The biggest factor in how you struggle is your environment. If you are single, or if your family eats the way you want to eat, you will have a cakewalk. Otherwise, you will struggle big time.

I struggled big time, except during periods of living alone or with my parents, largely from whom I learned to eat this way in the first place. But as I have said, the struggle gets easier over time.

Until I was about 30 years old, I never knew anyone with diabetes. Now, 18 years later, I know tons - people with Types I and II. The first person I knew was a small boy with Type I. He had just been diagnosed. His father was talking about it at church one day. He told how they had to tell the kid he couldn't have any ice cream when the rest of the family was having it. I was surprised. I would have expected that the family would have given up ice cream upon receiving the diagnosis of the kid, at least in the home if not in individual privacy. Silly me, but even today I think that would be the right thing to do.

Roughly 5 years after that, I had a much bigger surprise: I was diabetic myself! I never would have imagined it. My family made no adjustments for me. It was difficult. Now it's not, except for one thing.

We are like Pavlov's Dog. Last night was my son's birthday. We always make a junky cake from a can and a box, light and blow out candles as a minimum for the kids' birthdays. Last night, she also picked up a ready-made lasagne from the store. By now, I'm secure enough in my tastes, desires and discipline that I have no trouble staying away from the cake and the lasagne. In fact, since they were eating so differently, I just stayed over here by my computer and ate my own stuff.

BUT.

I cannot help it affecting my appetite. Something switches in my brain so that when they have ice cream, I have to have bananas, for example. When they eat chips and salsa, I have to have millet and tomatoes. Stuff like that. Last night, because they were having a party, something in my brain was turned on full blast and I had to have a party too. So although I ate nothing sweet, I ate into the night, well past 6:00 p.m.

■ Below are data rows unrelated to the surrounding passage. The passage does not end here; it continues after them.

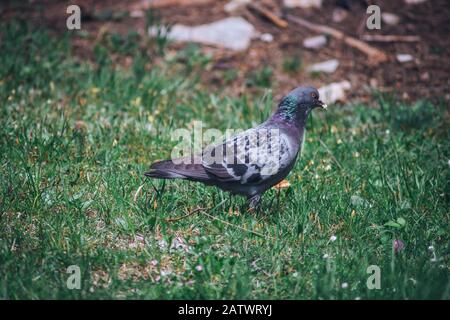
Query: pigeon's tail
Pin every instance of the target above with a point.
(167, 169)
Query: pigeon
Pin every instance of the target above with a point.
(251, 162)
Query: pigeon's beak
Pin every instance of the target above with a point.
(321, 104)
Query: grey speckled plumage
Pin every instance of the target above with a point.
(255, 160)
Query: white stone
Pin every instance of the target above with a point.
(404, 57)
(266, 37)
(137, 14)
(233, 33)
(235, 4)
(339, 15)
(315, 42)
(334, 92)
(328, 66)
(302, 3)
(390, 18)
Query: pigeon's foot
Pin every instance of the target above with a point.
(254, 202)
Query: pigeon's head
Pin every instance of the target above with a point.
(300, 101)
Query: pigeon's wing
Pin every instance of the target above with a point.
(250, 157)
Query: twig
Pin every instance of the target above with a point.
(390, 38)
(375, 55)
(186, 215)
(269, 15)
(236, 226)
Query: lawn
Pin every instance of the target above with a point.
(77, 134)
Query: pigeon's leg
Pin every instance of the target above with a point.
(254, 202)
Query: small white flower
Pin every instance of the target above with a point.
(154, 262)
(199, 268)
(165, 272)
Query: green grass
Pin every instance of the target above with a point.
(77, 136)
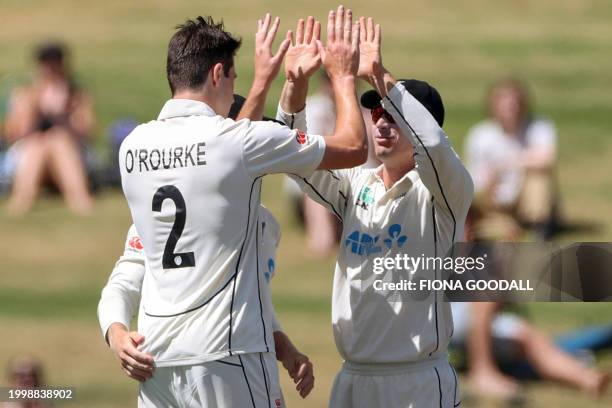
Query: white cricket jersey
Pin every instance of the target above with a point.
(192, 180)
(120, 298)
(491, 152)
(422, 214)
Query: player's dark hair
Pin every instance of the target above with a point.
(195, 48)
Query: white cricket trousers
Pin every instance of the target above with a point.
(240, 381)
(430, 383)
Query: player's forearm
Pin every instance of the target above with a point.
(113, 331)
(293, 96)
(348, 147)
(255, 102)
(382, 81)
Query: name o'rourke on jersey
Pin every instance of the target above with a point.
(165, 158)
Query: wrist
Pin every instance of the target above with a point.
(260, 86)
(113, 331)
(344, 81)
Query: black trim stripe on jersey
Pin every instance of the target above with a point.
(323, 198)
(263, 324)
(246, 234)
(439, 386)
(247, 380)
(263, 370)
(455, 404)
(399, 112)
(331, 173)
(433, 217)
(227, 363)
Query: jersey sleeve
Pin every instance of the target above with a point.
(270, 238)
(292, 120)
(121, 295)
(438, 165)
(273, 148)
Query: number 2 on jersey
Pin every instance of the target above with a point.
(170, 259)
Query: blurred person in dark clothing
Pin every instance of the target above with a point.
(511, 157)
(47, 123)
(501, 348)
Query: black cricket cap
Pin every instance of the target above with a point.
(237, 105)
(426, 94)
(50, 51)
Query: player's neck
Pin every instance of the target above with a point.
(196, 96)
(391, 173)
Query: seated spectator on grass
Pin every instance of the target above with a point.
(501, 348)
(47, 124)
(511, 157)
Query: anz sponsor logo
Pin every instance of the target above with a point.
(365, 244)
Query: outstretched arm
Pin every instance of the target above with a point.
(118, 304)
(437, 163)
(267, 66)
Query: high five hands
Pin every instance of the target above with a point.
(352, 49)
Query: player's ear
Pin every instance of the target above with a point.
(216, 73)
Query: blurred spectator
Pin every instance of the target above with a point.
(322, 227)
(500, 348)
(25, 373)
(511, 157)
(47, 124)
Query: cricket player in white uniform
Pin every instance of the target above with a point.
(415, 203)
(192, 180)
(120, 302)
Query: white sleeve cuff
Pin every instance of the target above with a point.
(292, 120)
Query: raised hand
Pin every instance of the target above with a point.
(370, 59)
(302, 59)
(267, 65)
(135, 363)
(340, 55)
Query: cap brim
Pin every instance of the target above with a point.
(370, 99)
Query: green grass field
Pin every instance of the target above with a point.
(54, 264)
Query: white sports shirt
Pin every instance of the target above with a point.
(120, 298)
(490, 151)
(422, 214)
(192, 180)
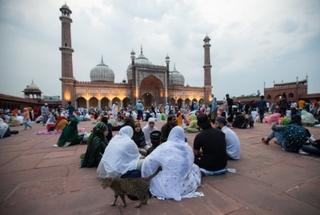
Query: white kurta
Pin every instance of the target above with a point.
(120, 156)
(179, 177)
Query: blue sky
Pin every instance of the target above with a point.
(252, 41)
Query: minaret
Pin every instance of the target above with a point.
(167, 79)
(67, 78)
(207, 70)
(134, 92)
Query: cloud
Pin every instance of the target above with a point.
(251, 40)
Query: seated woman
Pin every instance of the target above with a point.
(105, 120)
(61, 123)
(290, 137)
(4, 129)
(96, 145)
(69, 135)
(51, 123)
(120, 156)
(179, 176)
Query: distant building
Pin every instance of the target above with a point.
(293, 90)
(153, 84)
(32, 91)
(32, 98)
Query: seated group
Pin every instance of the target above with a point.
(136, 152)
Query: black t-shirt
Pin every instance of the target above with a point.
(213, 145)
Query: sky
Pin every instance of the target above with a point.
(253, 42)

I regretted it. But I'll probably do it again.

So if you go to one of those retreats where you isolate yourself with other like-minded people and learn how to plan meals and get used to eating a different way, you'll do super while you're there. Then you'll come home. If your family all went with you (like if all you have now is a wife and she went), you have a great chance at keeping it up. Great for you. If not, watch out. What is easy to snuff out in the water can be extremely difficult to suffocate on dry land.

Your biggest factor in your struggle will be your environment. I do not suggest extreme measures (such as divorce) to change your environment. I suggest just being bigger yourself.